[stop-imf] WPost: Weisbrot: Argentina's Crisis, IMF's Fingerprints

Robert Weissman rob@essential.org
Fri, 28 Dec 2001 12:24:55 -0800


Great piece by our friend Mark Weisbrot:


Argentina's Crisis, IMF's Fingerprints
By Mark Weisbrot
Washington Post
Tuesday, December 25, 2001; Page A33


As Argentina's government was resigning in the face of full-scale riots and
protests from every sector of society, a BBC-TV reporter asked me whether
this economic and political meltdown would change the way people viewed the
International Monetary Fund. I wanted to say yes, but I had to tell him: "It
really depends on how the media reports these events."

So far it looks as if the IMF is getting off easy, once again. The Fund and
the World Bank -- the world's two most powerful financial institutions --
learned an important lesson from their brief spate of bad publicity during
the Asian economic crisis a few years ago. They have become masters of the
art of "spinning" the news.

Argentina's implosion has the IMF's fingerprints all over it. The first and
overwhelmingly most important cause of the country's economic troubles was
the government's decision to maintain its fixed rate of exchange: one peso
for one U.S. dollar. Adopted in 1991, this policy worked for awhile. But over
the past few years, the U.S. dollar has been overvalued. This made the
Argentine peso overvalued as well.

Contrary to popular belief, a "strong" currency is not like a strong
body. It
is very easy to have too much of a good thing. An overvalued currency
makes a
country's exports too expensive and its imports artificially cheap. Just look
at the United States, where our "strong" dollar has brought us a record $400
billion trade deficit.

But it gets catastrophically worse for a country that has committed
itself --
as Argentina has -- to a fixed exchange rate. When investors start to believe
that the peso is going to fall, they demand ever higher interest rates. These
exorbitant interest rates are crippling to the economy. This is the main
reason Argentina has not been able to recover from its 4-year-old recession.

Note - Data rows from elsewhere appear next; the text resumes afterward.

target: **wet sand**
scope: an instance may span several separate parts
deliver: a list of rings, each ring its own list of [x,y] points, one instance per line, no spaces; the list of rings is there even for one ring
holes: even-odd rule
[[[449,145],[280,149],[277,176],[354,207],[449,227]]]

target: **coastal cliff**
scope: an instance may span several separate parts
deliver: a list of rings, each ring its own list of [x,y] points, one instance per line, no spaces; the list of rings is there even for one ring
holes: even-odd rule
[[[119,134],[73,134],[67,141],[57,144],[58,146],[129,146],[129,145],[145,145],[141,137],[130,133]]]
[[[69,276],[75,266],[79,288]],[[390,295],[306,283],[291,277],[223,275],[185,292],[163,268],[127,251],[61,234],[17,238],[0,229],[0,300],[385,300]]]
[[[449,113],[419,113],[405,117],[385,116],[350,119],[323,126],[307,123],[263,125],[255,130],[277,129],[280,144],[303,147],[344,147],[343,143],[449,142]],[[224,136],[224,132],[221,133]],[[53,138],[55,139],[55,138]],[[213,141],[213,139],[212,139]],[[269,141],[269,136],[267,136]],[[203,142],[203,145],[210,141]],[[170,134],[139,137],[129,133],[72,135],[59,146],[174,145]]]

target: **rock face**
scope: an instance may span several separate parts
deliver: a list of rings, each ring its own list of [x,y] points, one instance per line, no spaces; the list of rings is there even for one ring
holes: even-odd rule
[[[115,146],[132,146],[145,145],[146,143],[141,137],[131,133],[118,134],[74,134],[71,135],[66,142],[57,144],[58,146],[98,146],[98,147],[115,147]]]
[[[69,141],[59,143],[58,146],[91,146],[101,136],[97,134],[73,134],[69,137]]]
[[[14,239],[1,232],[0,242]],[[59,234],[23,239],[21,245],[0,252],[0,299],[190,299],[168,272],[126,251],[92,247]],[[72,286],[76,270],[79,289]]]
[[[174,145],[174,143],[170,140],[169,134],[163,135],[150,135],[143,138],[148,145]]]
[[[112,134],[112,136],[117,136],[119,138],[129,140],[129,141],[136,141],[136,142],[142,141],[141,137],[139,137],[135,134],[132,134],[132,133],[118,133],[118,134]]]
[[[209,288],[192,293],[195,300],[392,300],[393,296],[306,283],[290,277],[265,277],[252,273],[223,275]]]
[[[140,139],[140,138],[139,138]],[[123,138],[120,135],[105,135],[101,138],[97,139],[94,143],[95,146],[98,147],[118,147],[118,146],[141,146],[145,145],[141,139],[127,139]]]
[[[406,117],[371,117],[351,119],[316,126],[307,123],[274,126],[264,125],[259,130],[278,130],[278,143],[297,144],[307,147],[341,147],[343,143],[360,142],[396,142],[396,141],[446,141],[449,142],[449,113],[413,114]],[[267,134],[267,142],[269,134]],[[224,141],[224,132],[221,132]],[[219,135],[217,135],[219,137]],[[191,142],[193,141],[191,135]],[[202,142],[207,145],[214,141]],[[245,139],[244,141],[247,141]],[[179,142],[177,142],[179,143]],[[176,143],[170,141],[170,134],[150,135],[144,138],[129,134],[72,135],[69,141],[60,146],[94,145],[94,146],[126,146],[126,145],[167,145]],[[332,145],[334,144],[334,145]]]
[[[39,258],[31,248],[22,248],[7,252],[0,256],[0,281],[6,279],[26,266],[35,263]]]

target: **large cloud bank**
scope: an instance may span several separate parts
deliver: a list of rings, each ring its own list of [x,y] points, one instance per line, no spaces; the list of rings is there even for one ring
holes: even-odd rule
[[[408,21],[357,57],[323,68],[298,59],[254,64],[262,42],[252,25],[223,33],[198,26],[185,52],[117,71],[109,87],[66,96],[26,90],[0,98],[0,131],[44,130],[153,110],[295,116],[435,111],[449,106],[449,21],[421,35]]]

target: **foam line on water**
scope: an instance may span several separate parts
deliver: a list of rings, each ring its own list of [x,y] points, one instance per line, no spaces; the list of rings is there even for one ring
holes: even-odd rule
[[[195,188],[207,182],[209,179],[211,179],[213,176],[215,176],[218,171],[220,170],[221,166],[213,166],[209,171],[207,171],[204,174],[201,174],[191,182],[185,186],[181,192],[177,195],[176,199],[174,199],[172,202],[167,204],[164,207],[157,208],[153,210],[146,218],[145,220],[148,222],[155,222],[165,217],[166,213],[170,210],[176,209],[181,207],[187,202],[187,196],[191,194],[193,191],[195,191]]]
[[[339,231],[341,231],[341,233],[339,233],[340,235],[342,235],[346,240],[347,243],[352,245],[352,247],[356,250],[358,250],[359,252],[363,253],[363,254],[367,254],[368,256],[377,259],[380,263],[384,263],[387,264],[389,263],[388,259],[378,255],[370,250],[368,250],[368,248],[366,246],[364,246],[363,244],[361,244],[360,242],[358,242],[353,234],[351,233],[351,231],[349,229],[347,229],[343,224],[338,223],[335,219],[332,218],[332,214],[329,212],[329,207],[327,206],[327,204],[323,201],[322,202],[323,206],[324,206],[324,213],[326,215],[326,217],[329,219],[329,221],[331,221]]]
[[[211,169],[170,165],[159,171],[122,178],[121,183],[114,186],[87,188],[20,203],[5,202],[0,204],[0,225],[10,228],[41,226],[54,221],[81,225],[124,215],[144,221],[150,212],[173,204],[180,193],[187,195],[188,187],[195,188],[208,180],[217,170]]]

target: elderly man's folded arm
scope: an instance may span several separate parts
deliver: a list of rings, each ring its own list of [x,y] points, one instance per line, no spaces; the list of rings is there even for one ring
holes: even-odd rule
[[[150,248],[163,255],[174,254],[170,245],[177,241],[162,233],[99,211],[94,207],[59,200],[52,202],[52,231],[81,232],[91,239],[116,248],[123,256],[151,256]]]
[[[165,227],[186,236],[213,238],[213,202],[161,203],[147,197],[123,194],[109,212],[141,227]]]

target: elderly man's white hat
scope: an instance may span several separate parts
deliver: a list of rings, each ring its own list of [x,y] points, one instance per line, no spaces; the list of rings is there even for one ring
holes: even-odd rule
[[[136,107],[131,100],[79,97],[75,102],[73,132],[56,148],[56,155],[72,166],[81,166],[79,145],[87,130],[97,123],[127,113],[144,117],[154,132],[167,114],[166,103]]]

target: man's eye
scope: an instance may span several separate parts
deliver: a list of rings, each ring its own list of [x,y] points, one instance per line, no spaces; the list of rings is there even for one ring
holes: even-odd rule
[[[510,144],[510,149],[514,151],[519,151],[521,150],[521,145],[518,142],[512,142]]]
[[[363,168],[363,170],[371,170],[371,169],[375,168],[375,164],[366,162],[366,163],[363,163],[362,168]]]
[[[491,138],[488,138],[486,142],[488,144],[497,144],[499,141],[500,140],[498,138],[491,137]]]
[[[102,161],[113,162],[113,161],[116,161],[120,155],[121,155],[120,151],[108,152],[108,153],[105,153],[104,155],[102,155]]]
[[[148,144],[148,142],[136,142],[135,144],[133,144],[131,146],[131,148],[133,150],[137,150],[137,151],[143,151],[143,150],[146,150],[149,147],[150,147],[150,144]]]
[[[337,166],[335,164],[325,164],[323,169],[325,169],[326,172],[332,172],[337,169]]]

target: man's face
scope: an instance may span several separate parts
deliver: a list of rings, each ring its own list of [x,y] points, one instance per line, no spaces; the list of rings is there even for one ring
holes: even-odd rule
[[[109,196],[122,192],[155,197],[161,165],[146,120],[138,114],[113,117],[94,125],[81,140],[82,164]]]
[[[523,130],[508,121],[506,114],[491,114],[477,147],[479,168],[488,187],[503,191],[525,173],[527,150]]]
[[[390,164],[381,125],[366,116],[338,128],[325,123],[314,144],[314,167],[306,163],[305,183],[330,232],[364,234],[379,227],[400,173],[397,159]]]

To maintain an overvalued currency, a country needs large reserves of
dollars: The government has to guarantee that everyone who wants to exchange
a peso for a dollar can get one. The IMF's role here was crucial: It arranged
massive amounts of loans -- including $40 billion a year ago -- to support
the Argentine peso.

This was the IMF's second fatal error. To appreciate its severity, imagine
the United States borrowing $1.4 trillion -- 70 percent of our federal budget
-- just to prop up our overvalued dollar. It didn't take long for Argentina
to pile up a foreign debt that was literally impossible to pay back.

As if all that weren't enough, the Fund made its loans conditional on a
"zero-deficit" policy for the Argentine government. But it is neither
necessary nor desirable for a government to balance its budget during a
recession, when tax revenues typically fall and social spending rises.

The "zero-deficit" target may make little economic sense, but it has great
public relations value. By focusing on government spending, the IMF has
managed to convince most of the press that Argentina's "profligate" spending
habits are the source of its troubles. But Argentina has run only modest
budget deficits, much smaller than our own deficits during recessions.

The IMF now claims that it was against the fixed exchange rate, and the
massive loans to support it, all along. Fund officials say they went along
with these policies to please the Argentine government. So now Argentina
tells the U.S. government what to do! This is not a very credible story, but
of course verifying who made what decision is a little like tracking the
chain of command at al Qaeda. IMF board meetings, consultations with
government ministers and other deliberations are secret.

But they do have a track record. In 1998 the Fund supported overvalued
currencies in Russia and Brazil, with massive loans and sky-high interest
rates. In both cases the currencies collapsed anyway, and both countries were
better off for the devaluation: Russia's growth in 2000 was its highest in
two decades.

Argentina will undoubtedly recover too, after it devalues its currency and
defaults on its unpayable foreign debt. But the people will need a government
that is willing to break with the IMF and pursue policies that put their own
national interests first.

Washington has other ideas. "It's important for Argentina to continue to work
through the International Monetary Fund on sound policies," said White House
spokesman Ari Fleischer on Friday. For the IMF, failure is impossible.

The writer is co-director of the Center for Economic and Policy Research.